DSW: I’m glad you’ve read it that way because that feels important to me. The art writing, the middle section of the book, the brother stuff, all of that is, of course, super important because it’s how the speaker both presents themself and better knows themself through these relationships with people. Most of the brother elegies, the elegiac part of those poems is often incited through the beloved. It’s the beloved looking at the photos on the fridge, which leads to this memory. Or it’s the lover at the restaurant who is talking about time that brings a revelation that the speaker is now older than their older brother. There’s this inter-relationality in the book that I hope people get from reading it.

HS: For me, your book’s got that whole rich, messy life experience in a frame of time. To use the idea of a Polaroid, to me, it’s like a series of Polaroids taken over a time period, and while it hearkens to the past, it also envisions the future. Atria is really a luminous lyric collection of poems about life and love.
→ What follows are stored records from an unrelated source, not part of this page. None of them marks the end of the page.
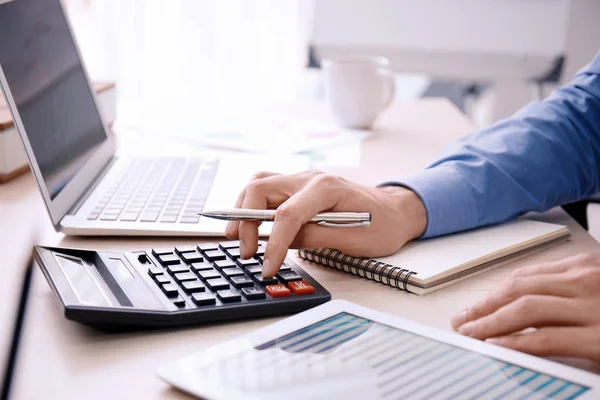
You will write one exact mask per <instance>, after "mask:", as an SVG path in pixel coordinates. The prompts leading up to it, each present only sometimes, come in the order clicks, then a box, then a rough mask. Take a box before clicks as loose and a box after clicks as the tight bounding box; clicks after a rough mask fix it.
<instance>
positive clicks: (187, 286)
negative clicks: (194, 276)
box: [181, 281, 205, 293]
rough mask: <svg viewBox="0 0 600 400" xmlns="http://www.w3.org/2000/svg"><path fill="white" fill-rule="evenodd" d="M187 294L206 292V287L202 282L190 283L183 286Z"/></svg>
mask: <svg viewBox="0 0 600 400" xmlns="http://www.w3.org/2000/svg"><path fill="white" fill-rule="evenodd" d="M181 286H182V287H183V291H184V292H186V293H196V292H204V289H205V288H204V285H203V284H202V282H200V281H189V282H183V283H182V284H181Z"/></svg>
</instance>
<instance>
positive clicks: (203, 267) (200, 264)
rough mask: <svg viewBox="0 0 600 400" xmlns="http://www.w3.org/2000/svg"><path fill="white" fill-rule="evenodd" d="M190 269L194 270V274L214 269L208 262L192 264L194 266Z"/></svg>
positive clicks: (192, 270) (191, 265) (191, 266)
mask: <svg viewBox="0 0 600 400" xmlns="http://www.w3.org/2000/svg"><path fill="white" fill-rule="evenodd" d="M190 268H192V271H194V272H196V273H197V272H199V271H206V270H209V269H213V268H212V265H210V264H209V263H206V262H201V263H192V265H191V266H190Z"/></svg>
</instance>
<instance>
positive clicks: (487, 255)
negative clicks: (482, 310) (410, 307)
mask: <svg viewBox="0 0 600 400" xmlns="http://www.w3.org/2000/svg"><path fill="white" fill-rule="evenodd" d="M569 236H570V233H569V230H568V228H567V227H565V226H563V225H556V224H550V223H546V222H539V221H532V220H527V219H520V220H516V221H512V222H508V223H505V224H502V225H496V226H493V227H487V228H480V229H476V230H471V231H467V232H461V233H456V234H453V235H448V236H443V237H438V238H432V239H426V240H417V241H413V242H411V243H408V244H407V245H406V246H404V247H403V248H402V249H401V250H400V251H398V252H397V253H396V254H394V255H391V256H388V257H381V258H377V259H375V260H369V259H361V258H355V257H350V256H348V255H345V254H343V253H341V252H339V251H337V250H334V249H313V250H300V251H299V252H298V254H299V256H300V257H302V258H305V259H307V260H310V261H315V262H317V263H321V264H325V265H328V266H330V267H334V268H337V269H340V270H343V271H346V272H350V273H353V274H355V275H358V276H362V277H365V278H367V279H372V280H376V281H378V282H381V283H384V284H387V285H390V286H394V287H398V288H399V289H403V290H408V291H412V292H415V293H418V294H425V293H427V292H430V291H433V290H437V288H436V289H433V288H434V287H436V286H440V285H443V286H447V284H448V282H450V283H455V282H457V281H459V280H462V279H465V278H466V277H468V276H472V275H473V274H474V273H477V272H482V271H485V270H489V269H490V268H494V267H497V266H498V265H499V264H500V263H502V264H504V263H506V262H509V261H513V260H514V259H516V258H521V257H524V256H526V255H529V254H531V253H532V252H534V251H538V250H540V249H543V248H547V247H549V246H552V245H554V244H557V243H562V242H564V241H566V240H568V238H569ZM410 287H413V289H412V290H411V288H410ZM419 292H420V293H419Z"/></svg>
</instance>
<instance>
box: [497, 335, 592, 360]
mask: <svg viewBox="0 0 600 400" xmlns="http://www.w3.org/2000/svg"><path fill="white" fill-rule="evenodd" d="M486 342H489V343H493V344H496V345H499V346H503V347H507V348H509V349H513V350H517V351H522V352H524V353H529V354H533V355H535V356H539V357H549V356H555V357H582V358H588V359H589V358H592V359H594V360H596V361H598V360H599V359H600V348H599V345H598V337H597V328H593V327H584V328H581V327H544V328H540V329H538V330H536V331H534V332H531V333H526V334H519V335H510V336H501V337H495V338H490V339H487V340H486ZM590 355H591V357H590Z"/></svg>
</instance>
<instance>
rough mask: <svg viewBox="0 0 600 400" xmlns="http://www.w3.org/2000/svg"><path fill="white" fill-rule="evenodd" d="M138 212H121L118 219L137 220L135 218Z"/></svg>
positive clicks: (124, 220)
mask: <svg viewBox="0 0 600 400" xmlns="http://www.w3.org/2000/svg"><path fill="white" fill-rule="evenodd" d="M139 216H140V214H139V213H127V212H126V213H123V214H121V216H120V217H119V220H120V221H137V219H138V218H139Z"/></svg>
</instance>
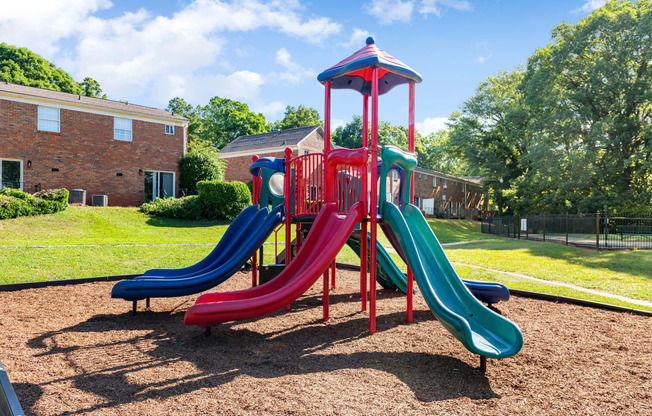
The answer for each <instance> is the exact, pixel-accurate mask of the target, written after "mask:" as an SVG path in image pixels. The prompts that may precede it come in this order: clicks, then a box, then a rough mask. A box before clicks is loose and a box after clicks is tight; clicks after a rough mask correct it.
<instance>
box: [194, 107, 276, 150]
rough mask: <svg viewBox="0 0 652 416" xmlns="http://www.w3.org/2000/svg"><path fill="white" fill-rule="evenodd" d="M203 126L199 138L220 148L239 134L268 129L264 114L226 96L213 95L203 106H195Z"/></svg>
mask: <svg viewBox="0 0 652 416" xmlns="http://www.w3.org/2000/svg"><path fill="white" fill-rule="evenodd" d="M197 110H198V114H199V118H200V119H202V122H203V128H202V131H201V134H200V138H201V139H202V140H203V141H207V142H209V143H213V145H214V146H215V147H217V148H218V149H221V148H222V147H224V146H226V145H227V144H229V143H231V142H232V141H233V140H235V139H236V138H237V137H239V136H247V135H250V134H258V133H266V132H268V131H269V128H268V126H267V123H266V122H265V116H264V115H262V114H261V113H254V112H252V111H250V110H249V106H248V105H247V104H245V103H241V102H239V101H235V100H230V99H228V98H220V97H213V98H211V99H210V101H209V102H208V105H206V106H204V107H197Z"/></svg>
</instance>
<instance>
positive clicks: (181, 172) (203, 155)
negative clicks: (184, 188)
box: [179, 148, 224, 195]
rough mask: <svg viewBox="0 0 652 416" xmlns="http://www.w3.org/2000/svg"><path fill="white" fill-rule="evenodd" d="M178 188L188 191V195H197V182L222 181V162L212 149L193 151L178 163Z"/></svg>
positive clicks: (223, 166) (222, 179)
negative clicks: (201, 181)
mask: <svg viewBox="0 0 652 416" xmlns="http://www.w3.org/2000/svg"><path fill="white" fill-rule="evenodd" d="M179 171H180V176H179V186H180V187H181V188H187V189H188V195H196V194H197V182H199V181H223V180H224V162H222V160H220V159H218V157H217V151H216V150H214V149H213V148H198V149H194V150H192V151H190V152H188V154H186V155H185V156H184V157H182V158H181V161H179Z"/></svg>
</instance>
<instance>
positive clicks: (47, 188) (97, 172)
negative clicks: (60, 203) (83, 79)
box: [0, 99, 185, 206]
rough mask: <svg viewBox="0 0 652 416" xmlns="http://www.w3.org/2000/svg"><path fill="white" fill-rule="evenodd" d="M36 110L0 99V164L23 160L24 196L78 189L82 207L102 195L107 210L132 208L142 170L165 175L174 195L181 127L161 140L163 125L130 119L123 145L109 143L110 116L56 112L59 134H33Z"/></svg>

Dan, I’m so grateful to have had this time to talk about your work and to share an afternoon at the Museum of Modern Art with you.

DSW: Thank you, Heidi. It’s been wonderful.

Heidi Seaborn

Heidi Seaborn is the author of three books of poetry, tic tic tic, An Insomniac’s Slumber Party with Marilyn Monroe, Give a Girl Chaos, and three chapbooks, Bite Marks, Once a Diva, and Finding My Way Home. She’s won numerous awards, including The Missouri Review Editors Prize in Poetry. Recent work in AGNI, Copper Nickel, Financial Times, Image, Poetry Northwest, Terrain.org, The Slowdown, and elsewhere. Heidi is the Executive Editor of The Adroit Journal and holds degrees from Stanford and NYU.